How about you're a properly careful driver who keeps the road clearly in view at all times which on many vehicles you won't be doing if you are looking at the console clock and with all vehicles the cellphone laying on the seat / center console. With a wristwatch you can always keep the road view near center of your vision.

So to recap: Please, Please, Please .... DON'T FUCKING DRIVE.

Comment Re:Still not answering question (Score 1) 466

Add to that: Rock climbing / Caving. Non-Sports: Engineering / Maint in heavy industry (like mining / steel / rubber). Cellphones are fragile critters: They won't survive drops of more than a couple of meters. I've a Casio G-Shock that I still use - after dropping it 35m on to rock. Show me a smartphone that will survive even a 10m drop consistently.

Also, some of us just like to know - or need to - the time accurate to 1-2 seconds with no drift to manage. No cellphone does. Certain radio-clock timepieces do well at this, the Casio MTG900 mentioned elsewhere does this (syncs to WWVB signal). Some wireless providers set their clocks evidently by guess or sundial (looking right at AT&T on this one). Mine (ATT, HTC Inspire) frequently is more than a minute off.
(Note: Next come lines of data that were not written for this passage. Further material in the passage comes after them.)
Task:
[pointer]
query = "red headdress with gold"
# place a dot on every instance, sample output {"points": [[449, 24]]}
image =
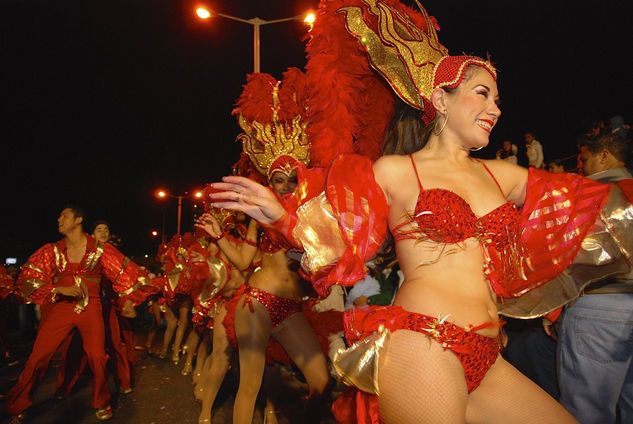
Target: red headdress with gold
{"points": [[272, 115], [354, 41]]}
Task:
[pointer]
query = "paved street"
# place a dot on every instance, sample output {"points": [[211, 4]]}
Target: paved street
{"points": [[161, 396]]}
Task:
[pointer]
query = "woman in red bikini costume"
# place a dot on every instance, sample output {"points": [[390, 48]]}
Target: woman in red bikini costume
{"points": [[461, 240], [269, 305]]}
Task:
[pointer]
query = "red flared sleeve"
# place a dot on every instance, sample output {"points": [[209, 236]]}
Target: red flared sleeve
{"points": [[35, 281], [128, 279], [559, 211], [361, 209]]}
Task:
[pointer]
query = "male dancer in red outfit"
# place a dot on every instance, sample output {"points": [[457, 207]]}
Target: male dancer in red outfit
{"points": [[117, 312], [64, 278]]}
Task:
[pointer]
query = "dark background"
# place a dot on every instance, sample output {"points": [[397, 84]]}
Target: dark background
{"points": [[107, 100]]}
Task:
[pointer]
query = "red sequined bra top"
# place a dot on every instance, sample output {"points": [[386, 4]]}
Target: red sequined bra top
{"points": [[444, 217]]}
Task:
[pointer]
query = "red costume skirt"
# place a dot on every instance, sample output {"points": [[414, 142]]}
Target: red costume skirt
{"points": [[279, 308], [477, 353]]}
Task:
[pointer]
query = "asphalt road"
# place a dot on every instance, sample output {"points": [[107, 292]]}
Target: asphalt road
{"points": [[161, 395]]}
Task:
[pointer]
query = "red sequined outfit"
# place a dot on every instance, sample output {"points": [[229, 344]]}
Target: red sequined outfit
{"points": [[279, 309], [477, 353]]}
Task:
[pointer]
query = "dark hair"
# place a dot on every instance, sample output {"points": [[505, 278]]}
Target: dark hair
{"points": [[78, 212], [407, 133], [615, 144], [99, 222]]}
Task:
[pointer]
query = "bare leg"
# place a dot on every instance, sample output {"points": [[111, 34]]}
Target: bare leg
{"points": [[301, 344], [272, 377], [252, 330], [201, 356], [189, 349], [172, 322], [507, 396], [153, 329], [183, 322], [213, 377], [420, 382]]}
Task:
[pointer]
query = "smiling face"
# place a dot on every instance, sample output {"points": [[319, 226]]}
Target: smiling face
{"points": [[473, 108], [101, 233], [282, 183], [67, 221], [589, 161]]}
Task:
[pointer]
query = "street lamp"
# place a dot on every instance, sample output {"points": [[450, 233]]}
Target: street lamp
{"points": [[204, 13], [162, 194]]}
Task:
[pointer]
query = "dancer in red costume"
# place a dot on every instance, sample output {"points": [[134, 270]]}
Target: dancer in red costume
{"points": [[7, 295], [465, 247], [117, 313], [176, 301], [64, 278], [269, 306]]}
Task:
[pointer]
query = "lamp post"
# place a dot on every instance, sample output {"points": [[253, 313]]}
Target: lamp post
{"points": [[257, 23], [161, 194]]}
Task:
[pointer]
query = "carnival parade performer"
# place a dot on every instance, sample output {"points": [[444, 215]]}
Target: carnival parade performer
{"points": [[177, 285], [64, 279], [218, 363], [271, 115], [117, 314], [471, 236]]}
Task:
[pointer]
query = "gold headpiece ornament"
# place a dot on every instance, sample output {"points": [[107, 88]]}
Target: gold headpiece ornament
{"points": [[273, 130], [402, 53]]}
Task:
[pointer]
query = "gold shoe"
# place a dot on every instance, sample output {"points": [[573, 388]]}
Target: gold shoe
{"points": [[186, 370], [104, 413], [270, 416], [18, 419]]}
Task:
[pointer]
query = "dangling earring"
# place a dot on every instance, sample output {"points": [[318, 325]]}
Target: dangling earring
{"points": [[441, 129]]}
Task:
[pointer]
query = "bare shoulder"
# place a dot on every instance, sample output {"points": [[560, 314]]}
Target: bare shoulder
{"points": [[388, 170], [390, 164], [511, 177]]}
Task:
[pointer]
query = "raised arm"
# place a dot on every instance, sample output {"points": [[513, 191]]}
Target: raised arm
{"points": [[241, 256], [35, 279], [245, 195]]}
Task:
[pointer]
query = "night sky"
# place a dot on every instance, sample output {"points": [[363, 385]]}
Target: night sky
{"points": [[107, 100]]}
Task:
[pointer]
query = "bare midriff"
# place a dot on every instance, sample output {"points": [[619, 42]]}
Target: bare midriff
{"points": [[275, 277], [447, 281]]}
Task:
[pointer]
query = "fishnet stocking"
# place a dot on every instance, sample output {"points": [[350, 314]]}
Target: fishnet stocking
{"points": [[420, 382], [507, 396]]}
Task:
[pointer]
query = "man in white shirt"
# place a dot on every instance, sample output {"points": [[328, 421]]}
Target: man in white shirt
{"points": [[534, 150]]}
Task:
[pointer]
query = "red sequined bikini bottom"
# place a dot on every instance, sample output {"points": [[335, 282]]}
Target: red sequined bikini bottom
{"points": [[279, 308], [477, 353]]}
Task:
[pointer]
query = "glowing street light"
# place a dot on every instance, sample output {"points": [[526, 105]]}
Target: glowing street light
{"points": [[204, 13], [162, 194]]}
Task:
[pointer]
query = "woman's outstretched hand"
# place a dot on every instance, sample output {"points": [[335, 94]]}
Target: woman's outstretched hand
{"points": [[208, 223], [245, 195]]}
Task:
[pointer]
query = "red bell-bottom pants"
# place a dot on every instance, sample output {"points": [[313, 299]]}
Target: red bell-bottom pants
{"points": [[59, 320], [74, 360]]}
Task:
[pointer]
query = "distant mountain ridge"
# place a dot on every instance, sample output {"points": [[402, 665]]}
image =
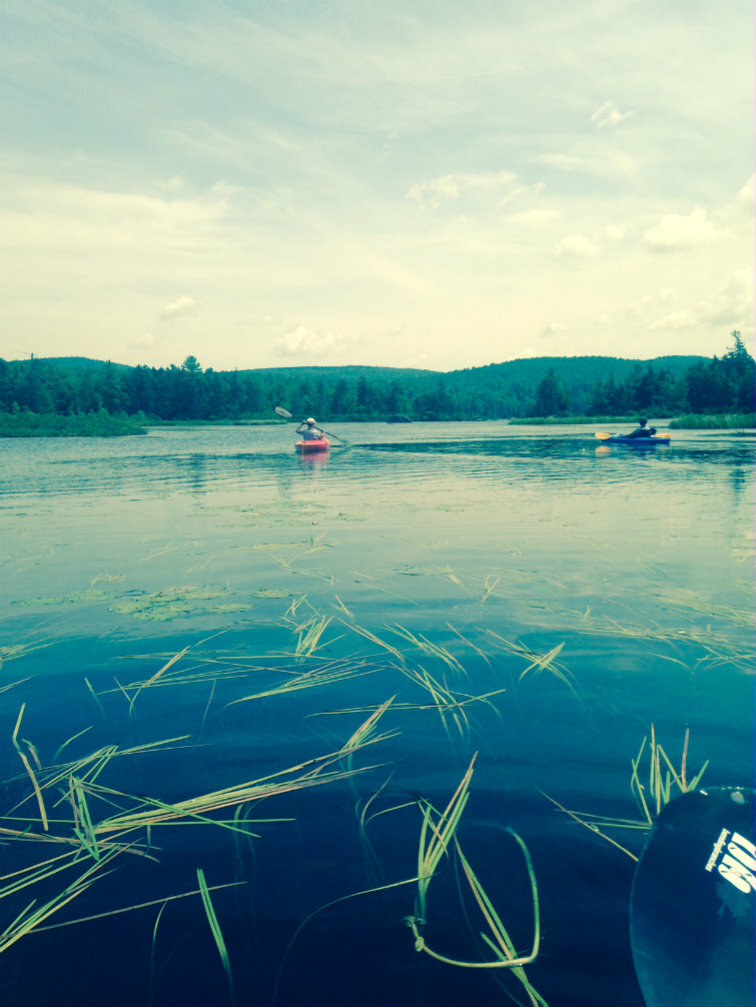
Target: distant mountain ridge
{"points": [[570, 369], [540, 386]]}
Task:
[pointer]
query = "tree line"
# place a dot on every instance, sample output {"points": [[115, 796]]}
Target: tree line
{"points": [[187, 392]]}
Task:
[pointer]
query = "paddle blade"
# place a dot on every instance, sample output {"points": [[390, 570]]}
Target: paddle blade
{"points": [[692, 909]]}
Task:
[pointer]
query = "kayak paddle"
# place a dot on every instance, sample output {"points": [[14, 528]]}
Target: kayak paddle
{"points": [[286, 415], [692, 908]]}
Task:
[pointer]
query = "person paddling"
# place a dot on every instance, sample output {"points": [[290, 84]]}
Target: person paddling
{"points": [[642, 430], [309, 430]]}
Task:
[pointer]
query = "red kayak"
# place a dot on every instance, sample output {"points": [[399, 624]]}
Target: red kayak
{"points": [[321, 444]]}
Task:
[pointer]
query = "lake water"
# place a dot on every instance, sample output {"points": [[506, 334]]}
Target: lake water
{"points": [[530, 595]]}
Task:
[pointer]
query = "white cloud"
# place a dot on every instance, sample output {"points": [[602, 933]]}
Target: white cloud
{"points": [[674, 320], [732, 302], [554, 328], [609, 115], [308, 342], [182, 307], [615, 232], [576, 246], [676, 231], [746, 198], [437, 190], [535, 217], [144, 341]]}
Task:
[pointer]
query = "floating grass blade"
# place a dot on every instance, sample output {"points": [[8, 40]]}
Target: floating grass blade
{"points": [[29, 770], [216, 931], [156, 676]]}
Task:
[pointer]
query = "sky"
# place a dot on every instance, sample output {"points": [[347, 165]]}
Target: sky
{"points": [[428, 183]]}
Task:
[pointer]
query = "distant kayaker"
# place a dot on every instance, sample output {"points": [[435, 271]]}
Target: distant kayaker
{"points": [[309, 430], [642, 430]]}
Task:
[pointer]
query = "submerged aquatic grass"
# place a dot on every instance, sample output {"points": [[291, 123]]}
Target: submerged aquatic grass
{"points": [[438, 840]]}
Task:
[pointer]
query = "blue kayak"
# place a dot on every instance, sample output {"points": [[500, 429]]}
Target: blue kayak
{"points": [[634, 441]]}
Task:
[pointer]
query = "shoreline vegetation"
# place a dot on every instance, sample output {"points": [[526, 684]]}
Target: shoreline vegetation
{"points": [[78, 397], [102, 424]]}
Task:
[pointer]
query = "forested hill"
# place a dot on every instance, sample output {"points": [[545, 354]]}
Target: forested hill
{"points": [[545, 386]]}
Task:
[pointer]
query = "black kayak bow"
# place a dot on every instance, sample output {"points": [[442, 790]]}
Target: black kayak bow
{"points": [[692, 908]]}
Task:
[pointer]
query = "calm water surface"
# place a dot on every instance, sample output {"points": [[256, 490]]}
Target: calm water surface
{"points": [[528, 595]]}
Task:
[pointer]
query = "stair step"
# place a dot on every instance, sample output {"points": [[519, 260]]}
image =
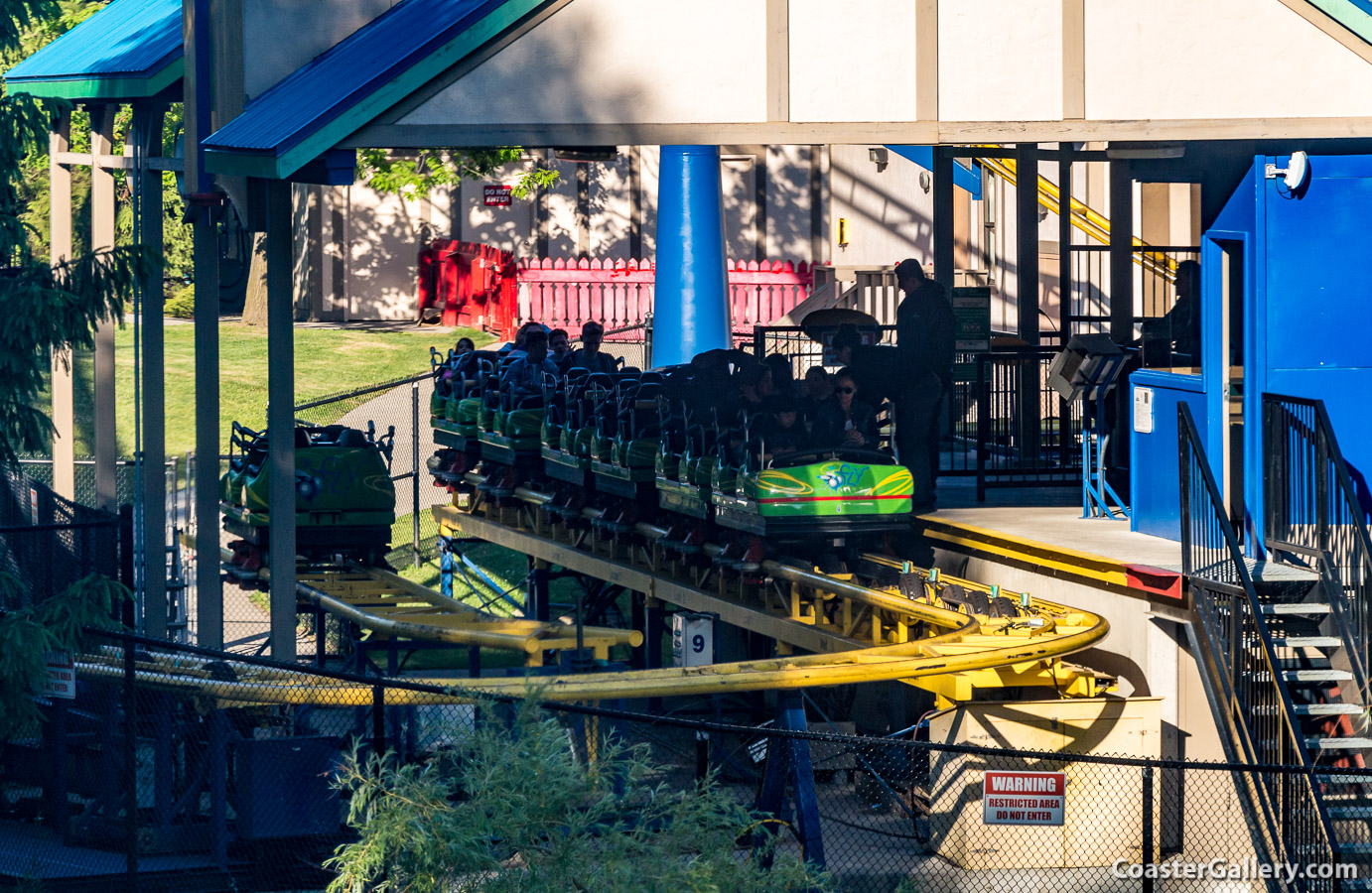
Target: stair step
{"points": [[1306, 641], [1317, 742], [1350, 813], [1279, 573], [1316, 675], [1327, 709], [1353, 849], [1296, 608]]}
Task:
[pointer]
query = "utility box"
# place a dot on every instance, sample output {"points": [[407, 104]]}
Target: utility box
{"points": [[693, 638], [283, 788], [1102, 804]]}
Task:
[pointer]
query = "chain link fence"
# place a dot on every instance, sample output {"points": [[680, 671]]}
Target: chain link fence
{"points": [[179, 768], [50, 542]]}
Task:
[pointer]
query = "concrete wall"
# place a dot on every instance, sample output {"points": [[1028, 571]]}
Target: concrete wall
{"points": [[280, 36], [355, 248], [1005, 62]]}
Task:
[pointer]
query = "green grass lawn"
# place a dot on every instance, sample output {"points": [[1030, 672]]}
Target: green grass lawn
{"points": [[327, 361]]}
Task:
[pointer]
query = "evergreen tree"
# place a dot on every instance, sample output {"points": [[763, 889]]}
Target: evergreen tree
{"points": [[49, 308]]}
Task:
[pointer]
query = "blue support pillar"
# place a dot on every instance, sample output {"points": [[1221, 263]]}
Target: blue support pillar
{"points": [[690, 305]]}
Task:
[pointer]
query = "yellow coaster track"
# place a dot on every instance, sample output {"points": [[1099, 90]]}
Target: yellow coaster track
{"points": [[857, 633]]}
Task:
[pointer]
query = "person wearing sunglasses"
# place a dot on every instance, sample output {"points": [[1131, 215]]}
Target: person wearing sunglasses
{"points": [[846, 422]]}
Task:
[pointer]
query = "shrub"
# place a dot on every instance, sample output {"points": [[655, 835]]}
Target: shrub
{"points": [[513, 808], [182, 304]]}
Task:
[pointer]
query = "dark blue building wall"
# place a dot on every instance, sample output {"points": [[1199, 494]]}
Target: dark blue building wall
{"points": [[1310, 332], [1306, 323]]}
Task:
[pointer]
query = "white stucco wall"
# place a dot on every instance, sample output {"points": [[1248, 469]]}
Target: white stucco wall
{"points": [[280, 36], [617, 61], [890, 214], [852, 61], [1217, 60], [355, 250], [1001, 61]]}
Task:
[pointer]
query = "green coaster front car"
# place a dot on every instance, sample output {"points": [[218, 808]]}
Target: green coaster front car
{"points": [[344, 499], [821, 494]]}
Comment Re:Classic problem (Score 1) 140

Which is routinely trampled on for something as simple as "you're blocking traffic"

Simple? No it isn't. The first amendment does not supersede:
A single parents need (and right) to get home to the kid(s) before the sitter leaves / day care closes, or to the school / hospital if the child takes sick, etc.
The right not to die in an ambulance after the stroke, coronary, aneurysm, whatever because it's snarled in traffic.

There's two to get ya started on thinking on what could possibly go wrong with intentionally blocking traffic.

Comment Re:Why not isolate the networks? (Score 1) 106

Alas, those old phreaking tricks won't work anymore in places that have moved away from the legacy in-band signaling and control hardware. Which is pretty much all of the civilized world since the early '90's for the PSTN. One could I suppose get lucky with a local PBX - but the attack still requires obtaining access to the PBX controller / software, not just access to modem's phone line.

Comment Re:guilty eh? (Score 1) 964

Yep they surely do. This sparked a thought .... so I checked mine: Sure enough there sits a MAC address. From whatever laptop I used to commission it with in 2002. That was a couple of laptops back.

Then there's this:
$ ifconfig eth1 down
$ ifconfig eth1 hw ether 01:23:45:54:32:01
$ ifconfig eth1 up

So did I copy (or did the router's firmware) that MAC or did I spoof it? I honestly don't remember.

It is possible to uniquely identify a computer on the internet, IP / MAC addressing is not one of them. Accurately would require looking at clock skew, traffic analysis and other time-consuming, trained-brain-required, non-1-click techniques.